Stream Teams formed the Missouri Watershed Coalition during 1998. Representatives from Stream Team Associations fill out the coalition and are currently establishing a watershed system they will use to bring more extensive representation to their board. This organization will help guide the Stream Team program in the future.
Information about Missouri Stream Teams is available by calling a toll-free voice mail telephone line, 800/781-1989. Leave your name and mailing address and ask for a Stream Team information packet. It will be mailed to you the following business day.
- Jim Auckley -
State officials say they need citizens' ideas about how the area at the confluence of the Missouri and Mississippi rivers should be developed.
ST. LOUIS--The Missouri Department of Conservation has released a conceptual plan for development at Columbia Bottom Conservation Area (CA). The next step, say agency planners, is to ask the public what it thinks of the plan.
The Conservation Department will hold a public meeting at 7 p.m. June 22 at Powder Valley Conservation Nature Center in Kirkwood to explain tentative plans for Columbia Bottom CA. Conservation Department officials say they hope the meeting will be well attended and will encourage those who attend to make comments on how the area should be developed.
The Conservation Department bought the 4,300-acre area from the City of St. Louis in 1997. Since then, Conservation officials have been studying the land to learn what development and activities are compatible with its physical characteristics.
Deer, turkey, waterfowl, shorebirds and other fish and wildlife offer a wide array of recreational opportunities within sight of the Gateway Arch. Columbia Bottom's location at the confluence of the nation's two largest rivers adds historic and geographic interest to its potential drawing power.
The Conceptual Plan for Columbia Bottom CA outlines what the
Conservation Department hopes to achieve on the area four miles
north of St. Louis.
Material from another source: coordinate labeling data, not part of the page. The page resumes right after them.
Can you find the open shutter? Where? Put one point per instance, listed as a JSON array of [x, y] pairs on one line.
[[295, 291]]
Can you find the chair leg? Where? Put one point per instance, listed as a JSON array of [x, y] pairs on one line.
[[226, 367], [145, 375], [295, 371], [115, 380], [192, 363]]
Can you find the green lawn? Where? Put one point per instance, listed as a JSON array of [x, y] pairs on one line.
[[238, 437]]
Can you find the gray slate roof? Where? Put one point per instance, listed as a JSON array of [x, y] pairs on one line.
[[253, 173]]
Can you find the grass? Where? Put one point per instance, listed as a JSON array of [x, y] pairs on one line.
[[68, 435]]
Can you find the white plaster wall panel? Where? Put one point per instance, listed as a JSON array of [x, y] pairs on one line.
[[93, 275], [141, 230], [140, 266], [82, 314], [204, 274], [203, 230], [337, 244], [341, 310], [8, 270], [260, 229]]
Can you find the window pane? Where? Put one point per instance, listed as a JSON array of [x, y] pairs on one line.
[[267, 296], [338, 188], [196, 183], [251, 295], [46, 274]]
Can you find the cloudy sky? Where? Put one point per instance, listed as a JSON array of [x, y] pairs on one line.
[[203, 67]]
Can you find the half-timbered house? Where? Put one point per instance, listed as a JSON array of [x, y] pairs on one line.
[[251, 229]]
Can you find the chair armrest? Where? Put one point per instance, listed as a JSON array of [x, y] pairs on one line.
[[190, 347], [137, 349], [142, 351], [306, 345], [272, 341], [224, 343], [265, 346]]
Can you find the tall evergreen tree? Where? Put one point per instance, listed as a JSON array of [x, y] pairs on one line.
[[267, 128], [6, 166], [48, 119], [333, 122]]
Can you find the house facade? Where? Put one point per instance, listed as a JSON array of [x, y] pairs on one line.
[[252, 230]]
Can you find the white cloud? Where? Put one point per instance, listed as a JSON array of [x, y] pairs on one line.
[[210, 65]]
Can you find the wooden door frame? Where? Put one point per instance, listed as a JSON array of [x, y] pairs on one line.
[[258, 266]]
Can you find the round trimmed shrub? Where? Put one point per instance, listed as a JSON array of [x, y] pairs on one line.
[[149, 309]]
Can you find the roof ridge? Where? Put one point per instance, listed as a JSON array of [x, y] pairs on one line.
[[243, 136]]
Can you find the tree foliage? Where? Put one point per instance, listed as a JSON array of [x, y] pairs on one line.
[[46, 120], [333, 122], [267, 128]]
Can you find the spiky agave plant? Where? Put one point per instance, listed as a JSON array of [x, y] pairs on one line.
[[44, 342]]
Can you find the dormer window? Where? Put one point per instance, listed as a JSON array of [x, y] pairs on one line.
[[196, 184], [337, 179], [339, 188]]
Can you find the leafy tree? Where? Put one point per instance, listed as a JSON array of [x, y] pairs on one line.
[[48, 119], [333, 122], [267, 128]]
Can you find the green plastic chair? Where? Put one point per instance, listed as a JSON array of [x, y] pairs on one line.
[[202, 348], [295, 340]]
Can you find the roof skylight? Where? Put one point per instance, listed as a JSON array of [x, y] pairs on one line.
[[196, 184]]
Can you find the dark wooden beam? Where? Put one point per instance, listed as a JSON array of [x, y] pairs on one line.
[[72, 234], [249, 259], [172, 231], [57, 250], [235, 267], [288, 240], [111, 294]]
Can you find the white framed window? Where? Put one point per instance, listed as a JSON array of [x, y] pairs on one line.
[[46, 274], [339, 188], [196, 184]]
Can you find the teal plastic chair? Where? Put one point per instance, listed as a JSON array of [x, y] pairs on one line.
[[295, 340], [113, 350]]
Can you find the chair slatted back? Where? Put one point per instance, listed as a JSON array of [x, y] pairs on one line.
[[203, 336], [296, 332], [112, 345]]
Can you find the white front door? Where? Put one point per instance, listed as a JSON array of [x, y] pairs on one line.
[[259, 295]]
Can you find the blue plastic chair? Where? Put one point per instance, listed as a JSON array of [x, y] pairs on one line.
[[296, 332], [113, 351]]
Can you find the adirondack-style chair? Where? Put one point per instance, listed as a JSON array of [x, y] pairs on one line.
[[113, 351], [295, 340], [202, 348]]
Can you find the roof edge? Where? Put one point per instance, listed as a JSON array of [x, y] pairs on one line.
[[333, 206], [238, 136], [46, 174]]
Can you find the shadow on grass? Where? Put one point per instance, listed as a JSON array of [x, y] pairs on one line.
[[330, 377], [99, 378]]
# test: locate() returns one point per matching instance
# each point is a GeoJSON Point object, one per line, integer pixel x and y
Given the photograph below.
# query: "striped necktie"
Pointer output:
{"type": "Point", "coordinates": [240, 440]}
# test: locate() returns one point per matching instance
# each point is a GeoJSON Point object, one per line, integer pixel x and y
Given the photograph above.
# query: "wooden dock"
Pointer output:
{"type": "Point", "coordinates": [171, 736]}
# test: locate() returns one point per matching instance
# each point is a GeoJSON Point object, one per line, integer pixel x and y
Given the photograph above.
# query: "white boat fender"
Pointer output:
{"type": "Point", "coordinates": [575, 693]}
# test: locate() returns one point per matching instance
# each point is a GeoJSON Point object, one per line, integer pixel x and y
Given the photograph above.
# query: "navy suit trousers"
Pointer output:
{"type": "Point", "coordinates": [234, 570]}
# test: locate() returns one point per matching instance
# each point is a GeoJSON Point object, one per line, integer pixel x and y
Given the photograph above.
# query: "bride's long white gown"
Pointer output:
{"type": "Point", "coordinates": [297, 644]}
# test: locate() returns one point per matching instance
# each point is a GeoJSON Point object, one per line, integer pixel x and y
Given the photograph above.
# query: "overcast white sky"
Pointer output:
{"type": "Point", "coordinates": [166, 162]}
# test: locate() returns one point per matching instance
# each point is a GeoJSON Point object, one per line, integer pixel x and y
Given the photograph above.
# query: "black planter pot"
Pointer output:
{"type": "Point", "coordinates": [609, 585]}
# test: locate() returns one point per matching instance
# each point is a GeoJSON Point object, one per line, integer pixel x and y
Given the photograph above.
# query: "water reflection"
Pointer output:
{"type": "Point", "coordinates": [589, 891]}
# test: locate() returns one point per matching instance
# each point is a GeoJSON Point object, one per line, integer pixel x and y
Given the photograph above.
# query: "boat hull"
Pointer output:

General goals listed in the plan include:
--Enhancing and restoring the original ecological characteristics
of the area,
--Providing recreation compatible with the area's natural characteristics,
--Creating educational opportunities based on the ecological,
cultural and historical significance of the area at the confluence
of the Missouri and Mississippi rivers.
Managers envision a mosaic of wetland, forest, grassland and cropland. The existing levee will be maintained on most of the area to protect conservation area facilities and adjacent landowners.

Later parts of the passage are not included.